Floyd Guthrie

Personal information
- Full name: Floyd Anthony Guthrie Bell
- Date of birth: 14 March 1966 (age 60)
- Place of birth: Limón, Costa Rica
- Height: 1.77 m (5 ft 9+1⁄2 in)
- Positions: Striker; defender; midfielder;

Senior career*
- Years: Team / Apps / (Gls)
- 1984–1987: Uruguay de Coronado
- 1987–1990: Herediano
- 1990–1994: Municipal Turrialba
- 1994–1996: Victoria
- 1995–1996: → UA Tamaulipas (loan)
- 1996: → Luis Ángel Firpo (loan)
- 1997–2001: Comunicaciones
- 2001–2002: Herediano
- 2002: Pérez Zeledón
- 2003–2004: Antigua
- 2004–2005: Suchitepéquez
- 2005–2006: Petapa

International career^{‡}
- 1991–1998: Costa Rica / 33 / (3)

= Floyd Guthrie =

Costa Rican football player (born 1966)

Floyd Anthony Guthrie Bell (born 14 March 1966) is a Guatemalan-Costa Rican retired footballer who has played as a defender, midfielder and forward.

==Club career==
A versatile player, Limón-born Guthrie started his career at Uruguay de Coronado and also played for Herediano and Municipal Turrialba in Costa Rica before moving abroad.

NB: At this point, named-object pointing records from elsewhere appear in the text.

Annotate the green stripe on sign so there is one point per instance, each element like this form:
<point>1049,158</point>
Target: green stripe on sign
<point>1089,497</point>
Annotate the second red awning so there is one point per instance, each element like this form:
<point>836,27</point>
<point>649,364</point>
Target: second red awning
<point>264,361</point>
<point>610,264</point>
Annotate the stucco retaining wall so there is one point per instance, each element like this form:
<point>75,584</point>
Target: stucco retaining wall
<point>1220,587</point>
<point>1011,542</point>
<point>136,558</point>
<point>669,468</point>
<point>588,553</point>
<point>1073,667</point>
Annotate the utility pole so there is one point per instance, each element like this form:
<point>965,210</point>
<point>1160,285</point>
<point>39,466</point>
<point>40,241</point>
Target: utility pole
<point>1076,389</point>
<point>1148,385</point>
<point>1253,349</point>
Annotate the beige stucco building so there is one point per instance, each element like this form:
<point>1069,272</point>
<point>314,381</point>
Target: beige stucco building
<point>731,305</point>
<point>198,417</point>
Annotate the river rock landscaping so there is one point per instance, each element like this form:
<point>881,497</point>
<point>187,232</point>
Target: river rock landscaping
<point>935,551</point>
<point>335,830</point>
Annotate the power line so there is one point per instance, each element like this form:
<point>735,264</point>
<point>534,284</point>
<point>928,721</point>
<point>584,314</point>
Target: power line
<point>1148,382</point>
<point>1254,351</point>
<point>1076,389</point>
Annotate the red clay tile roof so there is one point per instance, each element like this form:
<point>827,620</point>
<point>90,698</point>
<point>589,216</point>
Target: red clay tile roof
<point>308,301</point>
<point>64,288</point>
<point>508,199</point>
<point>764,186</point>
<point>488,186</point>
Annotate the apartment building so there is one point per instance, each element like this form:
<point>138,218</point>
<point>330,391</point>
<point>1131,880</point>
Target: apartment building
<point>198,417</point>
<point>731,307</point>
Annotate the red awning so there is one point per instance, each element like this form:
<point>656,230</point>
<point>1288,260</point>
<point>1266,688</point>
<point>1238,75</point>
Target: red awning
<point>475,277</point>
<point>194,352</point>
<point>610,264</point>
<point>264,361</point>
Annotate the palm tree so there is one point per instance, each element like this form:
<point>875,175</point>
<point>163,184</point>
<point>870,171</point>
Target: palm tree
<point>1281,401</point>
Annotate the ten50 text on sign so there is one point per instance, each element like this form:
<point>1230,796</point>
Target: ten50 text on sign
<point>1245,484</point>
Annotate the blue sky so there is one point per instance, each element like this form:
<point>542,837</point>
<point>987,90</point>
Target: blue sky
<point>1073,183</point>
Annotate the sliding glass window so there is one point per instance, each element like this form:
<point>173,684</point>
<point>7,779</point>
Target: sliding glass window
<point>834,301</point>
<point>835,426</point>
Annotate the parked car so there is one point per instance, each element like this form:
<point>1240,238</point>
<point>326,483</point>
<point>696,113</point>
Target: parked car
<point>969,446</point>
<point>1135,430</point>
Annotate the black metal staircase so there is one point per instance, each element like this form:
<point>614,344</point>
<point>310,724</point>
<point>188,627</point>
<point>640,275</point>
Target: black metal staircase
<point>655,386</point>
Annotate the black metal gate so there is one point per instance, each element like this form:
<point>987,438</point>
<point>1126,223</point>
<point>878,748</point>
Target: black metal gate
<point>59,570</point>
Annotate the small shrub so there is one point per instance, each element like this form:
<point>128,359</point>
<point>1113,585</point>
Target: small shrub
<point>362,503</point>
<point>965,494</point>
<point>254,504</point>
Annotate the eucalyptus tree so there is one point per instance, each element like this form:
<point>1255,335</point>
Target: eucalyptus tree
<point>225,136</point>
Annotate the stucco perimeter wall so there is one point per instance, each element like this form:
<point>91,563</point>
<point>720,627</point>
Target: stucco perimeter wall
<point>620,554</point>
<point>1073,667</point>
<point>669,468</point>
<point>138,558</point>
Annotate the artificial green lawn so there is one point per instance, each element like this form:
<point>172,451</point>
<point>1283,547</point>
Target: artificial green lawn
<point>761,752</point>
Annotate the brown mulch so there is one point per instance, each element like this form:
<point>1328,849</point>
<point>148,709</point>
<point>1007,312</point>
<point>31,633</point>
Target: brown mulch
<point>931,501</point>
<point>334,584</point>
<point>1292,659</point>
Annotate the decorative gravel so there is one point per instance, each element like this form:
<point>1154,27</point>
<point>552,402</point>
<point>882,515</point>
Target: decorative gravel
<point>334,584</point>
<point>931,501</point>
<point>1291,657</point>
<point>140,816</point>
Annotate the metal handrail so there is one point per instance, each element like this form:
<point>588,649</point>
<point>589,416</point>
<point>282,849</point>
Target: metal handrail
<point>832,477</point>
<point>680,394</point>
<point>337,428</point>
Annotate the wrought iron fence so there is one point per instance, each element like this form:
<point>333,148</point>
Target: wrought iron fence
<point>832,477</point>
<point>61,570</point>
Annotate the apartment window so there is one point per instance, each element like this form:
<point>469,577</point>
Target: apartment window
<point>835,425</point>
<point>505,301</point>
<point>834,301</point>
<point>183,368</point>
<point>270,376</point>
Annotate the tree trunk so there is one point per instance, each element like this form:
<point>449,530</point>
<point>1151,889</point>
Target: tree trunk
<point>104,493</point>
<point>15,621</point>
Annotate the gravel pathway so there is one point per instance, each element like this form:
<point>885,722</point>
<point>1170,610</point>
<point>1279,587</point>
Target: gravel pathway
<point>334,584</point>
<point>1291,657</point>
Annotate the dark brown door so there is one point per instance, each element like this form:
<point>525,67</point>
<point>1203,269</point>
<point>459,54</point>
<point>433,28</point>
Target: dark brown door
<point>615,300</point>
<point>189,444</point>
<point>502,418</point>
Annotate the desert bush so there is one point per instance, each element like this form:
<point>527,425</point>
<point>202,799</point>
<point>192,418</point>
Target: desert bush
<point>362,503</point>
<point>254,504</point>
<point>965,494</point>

He had spells in Honduras with Victoria, in El Salvador with Luis Ángel Firpo, in Mexico with UA Tamaulipas but spent the majority of his career abroad in Guatemala, playing for Comunicaciones, Antigua, Suchitepéquez and Petapa.

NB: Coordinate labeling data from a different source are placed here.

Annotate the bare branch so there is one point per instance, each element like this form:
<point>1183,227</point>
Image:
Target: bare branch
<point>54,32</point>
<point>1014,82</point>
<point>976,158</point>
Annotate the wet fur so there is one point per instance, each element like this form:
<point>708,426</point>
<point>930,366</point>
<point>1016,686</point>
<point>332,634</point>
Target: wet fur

In March 2001, Guthrie returned to Herediano and later played for Pérez Zeledón before moving back to Guatemala. Guthrie has become a Guatemalan citizen.

==International career==
Guthrie made his debut for Costa Rica in an April 1991 friendly match against Mexico and earned a total of 33 caps, scoring 3 goals. He has represented his country in 4 FIFA World Cup qualification matches and played at the 1991, 1993 and 1995 UNCAF Nations Cups as well as at the 1991, 1993 and 1998 CONCACAF Gold Cups.

His final international match was a February 1998 CONCACAF Gold Cup match against the United States.

==Personal life==
Guthrie is married to Waleska Loaiza.